The guilty plea comes about two weeks after Daniel Naeh, a former employee living in Israel, pleaded guilty for his participation in the same scheme that led to the department’s more than four-year investigation into bid-rigging and anticompetitive behavior in the muni market.

Under his agreement with federal prosecutors, Rothman pleaded guilty to one count of conspiracy to restrain trade through bid-rigging, one count of fraud conspiracy, and one count of wire fraud.

Though Justice Department officials are expected to encourage more favorable sentencing in exchange for his cooperation, Rothman faces a maximum of 10 years in prison and a $1 million fine for bid-rigging, five years in prison and a $250,000 fine for fraud conspiracy, and 20 years in prison and a $250,000 fine for wire fraud.

Sources said Rothman had no title at CDR but had been at the firm for close to a decade, leaving in early 2007.

Joshua Goldberg of Patterson Belknap Webb & Tyler LLP in New York, which represents Rothman, declined to comment on the plea agreement.

According to the Justice Department, Rothman admitted that as part of a bid-rigging conspiracy, from at least early 2001 through November 2006, he and other co-conspirators designated in advance which providers would be the winning bidder for certain investment agreements and submitted or caused to be submitted to CDR intentionally losing bids.

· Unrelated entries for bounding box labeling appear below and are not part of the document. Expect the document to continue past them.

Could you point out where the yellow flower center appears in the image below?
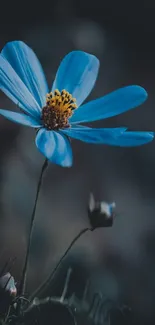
[42,89,77,130]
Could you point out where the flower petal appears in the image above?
[70,86,147,123]
[110,131,154,147]
[0,109,42,128]
[52,51,99,106]
[61,127,126,145]
[36,129,72,167]
[0,54,40,117]
[1,41,48,107]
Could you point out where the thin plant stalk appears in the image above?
[19,159,48,296]
[30,228,91,301]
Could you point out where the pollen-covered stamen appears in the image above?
[42,89,77,130]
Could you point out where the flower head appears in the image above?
[0,41,154,167]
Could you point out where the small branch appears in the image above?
[60,268,72,303]
[30,228,91,301]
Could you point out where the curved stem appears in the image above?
[18,159,48,296]
[30,228,91,301]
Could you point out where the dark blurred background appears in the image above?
[0,0,155,325]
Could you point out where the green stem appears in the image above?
[30,228,91,301]
[18,159,48,296]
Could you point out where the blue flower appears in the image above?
[0,41,154,167]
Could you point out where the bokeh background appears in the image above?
[0,0,155,325]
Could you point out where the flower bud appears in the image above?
[88,193,116,230]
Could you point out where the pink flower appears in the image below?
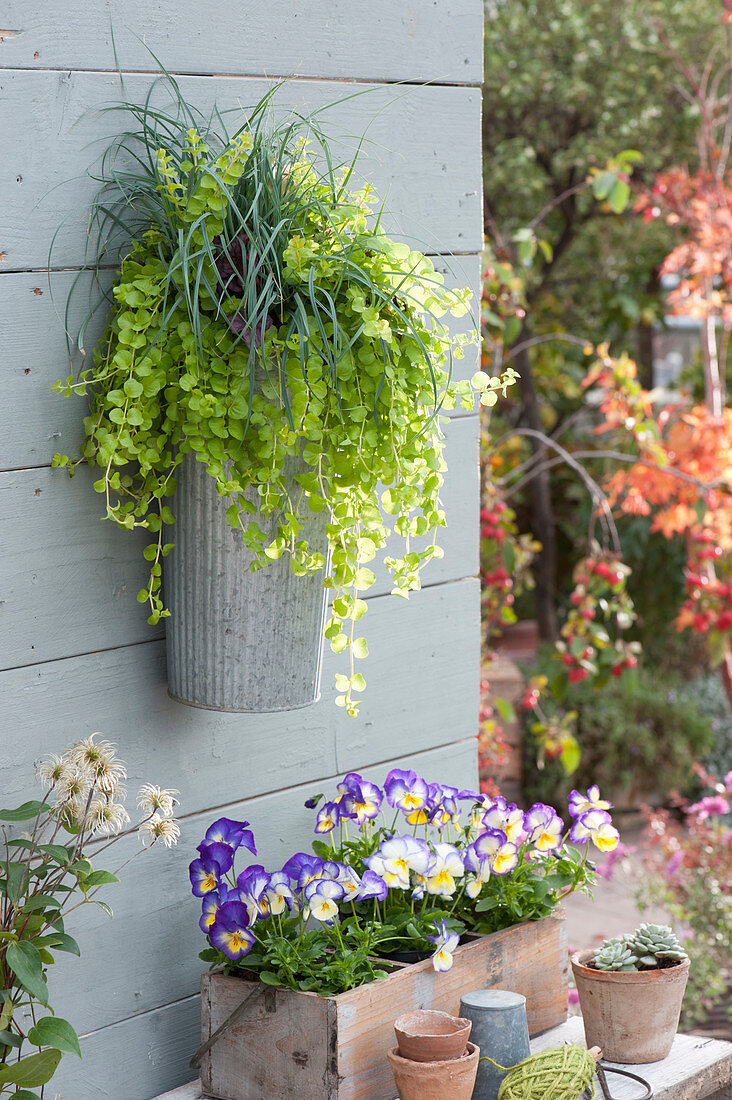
[666,850,684,879]
[687,794,730,822]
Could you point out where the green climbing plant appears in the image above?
[54,77,515,715]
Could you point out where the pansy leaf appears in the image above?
[28,1016,81,1056]
[6,939,48,1007]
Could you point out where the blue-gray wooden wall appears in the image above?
[0,0,482,1100]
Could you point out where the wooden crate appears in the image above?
[201,913,567,1100]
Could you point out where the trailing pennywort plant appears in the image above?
[189,769,619,994]
[54,78,515,715]
[0,734,179,1100]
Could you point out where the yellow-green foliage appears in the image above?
[54,122,510,714]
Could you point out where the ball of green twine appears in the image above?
[481,1045,594,1100]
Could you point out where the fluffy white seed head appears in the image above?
[138,814,181,848]
[68,734,127,794]
[138,783,181,817]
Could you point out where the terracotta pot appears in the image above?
[386,1043,480,1100]
[394,1009,472,1062]
[571,949,689,1064]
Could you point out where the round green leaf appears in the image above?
[6,939,48,1007]
[28,1016,81,1058]
[0,1049,62,1088]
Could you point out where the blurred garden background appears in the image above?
[480,0,732,1037]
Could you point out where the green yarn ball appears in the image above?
[499,1045,594,1100]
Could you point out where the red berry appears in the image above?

Rothman and co-conspirators secretly controlled and manipulated the bidding process for investment agreements and other municipal finance contracts, as well as arranged for kickbacks to be sent to CDR as “hedge fees” that were supposed to compensate the firm for acting as a broker, according to Justice.

The fees were not disclosed to the issuer and CDR provided false certification to the Treasury Department that the bidding process complied with Treasury rules, thereby jeopardizing the tax-exempt status of the bonds. On at least 10 occasions from around November 2001 to August 2005, CDR received kickbacks ranging in size from $4,500 to $475,000.

Justice officials said in a court filing that brokers owe a fiduciary duty to issuers that hire them and are required to act for the benefit of the issuers when conducting competitive bidding processes.

In late October, CDR, owner and president David Rubin, former chief financial officer and managing director Stewart “Zevi” Wolmark, and vice president Evan Andrew Zarefsky were indicted and charged with participating in bid-rigging and fraud conspiracies. They have all pleaded not guilty and a trial is set to begin Feb. 7, 2011.